3. Number of Experts Used to Establish the Ground Truth for the Test Set and Qualifications

The text does not describe a ground truth established by experts in the context of interpreting data for the study. Instead, the "ground truth" (or reference for comparison) for the S-Series device's performance is the clinical outcome data (IOP, visual acuity, adverse events) reported for both the S-Series patients and the historical predicate device cohorts. The assessment of "no clinically significant difference" would likely have been performed by clinical researchers or statisticians, but their number and specific qualifications are not detailed.

4. Adjudication Method for the Test Set

The document does not mention an adjudication method (like 2+1 or 3+1) for the clinical outcome data. This type of method is more common in studies where subjective assessments (e.g., image interpretation) need consensus. Here, the outcomes are objective clinical measurements (IOP, visual acuity, adverse events).

5. Multi-Reader Multi-Case (MRMC) Comparative Effectiveness Study

An MRMC study was not performed. The study described compares clinical outcomes of a medical device in patients, not the performance of human readers with or without AI assistance. The device itself is an implant, not an AI diagnostic tool.

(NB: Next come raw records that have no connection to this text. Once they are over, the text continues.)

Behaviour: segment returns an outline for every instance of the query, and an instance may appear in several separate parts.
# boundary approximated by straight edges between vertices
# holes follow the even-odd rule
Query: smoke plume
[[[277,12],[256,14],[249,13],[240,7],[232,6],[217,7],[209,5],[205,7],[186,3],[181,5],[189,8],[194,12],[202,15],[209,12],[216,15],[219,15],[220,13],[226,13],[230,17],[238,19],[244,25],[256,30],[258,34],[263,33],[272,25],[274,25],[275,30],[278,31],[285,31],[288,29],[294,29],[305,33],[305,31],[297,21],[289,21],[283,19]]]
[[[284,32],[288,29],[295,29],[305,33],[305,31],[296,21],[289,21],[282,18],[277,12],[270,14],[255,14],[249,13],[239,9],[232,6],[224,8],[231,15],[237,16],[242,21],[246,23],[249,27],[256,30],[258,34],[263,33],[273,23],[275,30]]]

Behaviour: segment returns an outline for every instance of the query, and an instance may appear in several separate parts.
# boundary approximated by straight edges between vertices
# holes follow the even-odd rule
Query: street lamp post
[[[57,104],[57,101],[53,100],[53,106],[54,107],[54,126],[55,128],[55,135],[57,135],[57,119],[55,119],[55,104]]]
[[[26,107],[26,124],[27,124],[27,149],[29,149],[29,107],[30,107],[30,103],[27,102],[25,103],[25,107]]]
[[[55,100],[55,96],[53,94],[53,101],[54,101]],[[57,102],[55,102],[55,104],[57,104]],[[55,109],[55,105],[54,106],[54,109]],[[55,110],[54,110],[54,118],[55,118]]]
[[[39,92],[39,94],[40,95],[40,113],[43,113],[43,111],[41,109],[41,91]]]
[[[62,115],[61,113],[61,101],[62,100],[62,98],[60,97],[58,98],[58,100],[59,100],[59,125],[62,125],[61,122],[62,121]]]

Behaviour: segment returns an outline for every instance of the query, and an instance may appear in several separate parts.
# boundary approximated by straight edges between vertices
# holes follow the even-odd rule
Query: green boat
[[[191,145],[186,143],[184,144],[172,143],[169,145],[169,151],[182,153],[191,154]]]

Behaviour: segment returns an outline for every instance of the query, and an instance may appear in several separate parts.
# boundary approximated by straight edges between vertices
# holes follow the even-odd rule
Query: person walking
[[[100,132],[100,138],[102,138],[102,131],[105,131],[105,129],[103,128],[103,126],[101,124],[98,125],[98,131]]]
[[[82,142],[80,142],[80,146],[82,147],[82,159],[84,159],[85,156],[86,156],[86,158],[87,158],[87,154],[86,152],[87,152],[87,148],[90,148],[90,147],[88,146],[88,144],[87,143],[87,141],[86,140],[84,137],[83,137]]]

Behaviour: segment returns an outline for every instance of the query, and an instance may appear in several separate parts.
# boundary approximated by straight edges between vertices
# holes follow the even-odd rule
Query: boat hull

6. Standalone Performance Study

This is not applicable as the Molteno3 S-Series Glaucoma Implant is a medical device for implantation, not an algorithm. Its "performance" is measured by its clinical effect in vivo (reduce intraocular pressure, maintain visual acuity, safety profile), as opposed to an algorithm's standalone diagnostic accuracy. The clinical study described in Section VII.B is effectively the standalone performance study for the device's clinical impact.

7. Type of Ground Truth Used

The "ground truth" used for assessing the device's performance comprises clinical outcome data including:

• Intraocular Pressure (IOP) measurements
• Visual acuity measurements
• Post-operative reductions (other unspecified clinical parameters)
• Adverse event rates

This outcome data is used to determine if the device is "safe and effective."

8. Sample Size for the Training Set

The document describes a clinical comparison study, not the training of an algorithm or AI model. Therefore, there is no training set in the context of machine learning. The clinical data serves as evidence for device performance.

9. How the Ground Truth for the Training Set Was Established

As there is no training set for an algorithm, this question is not applicable.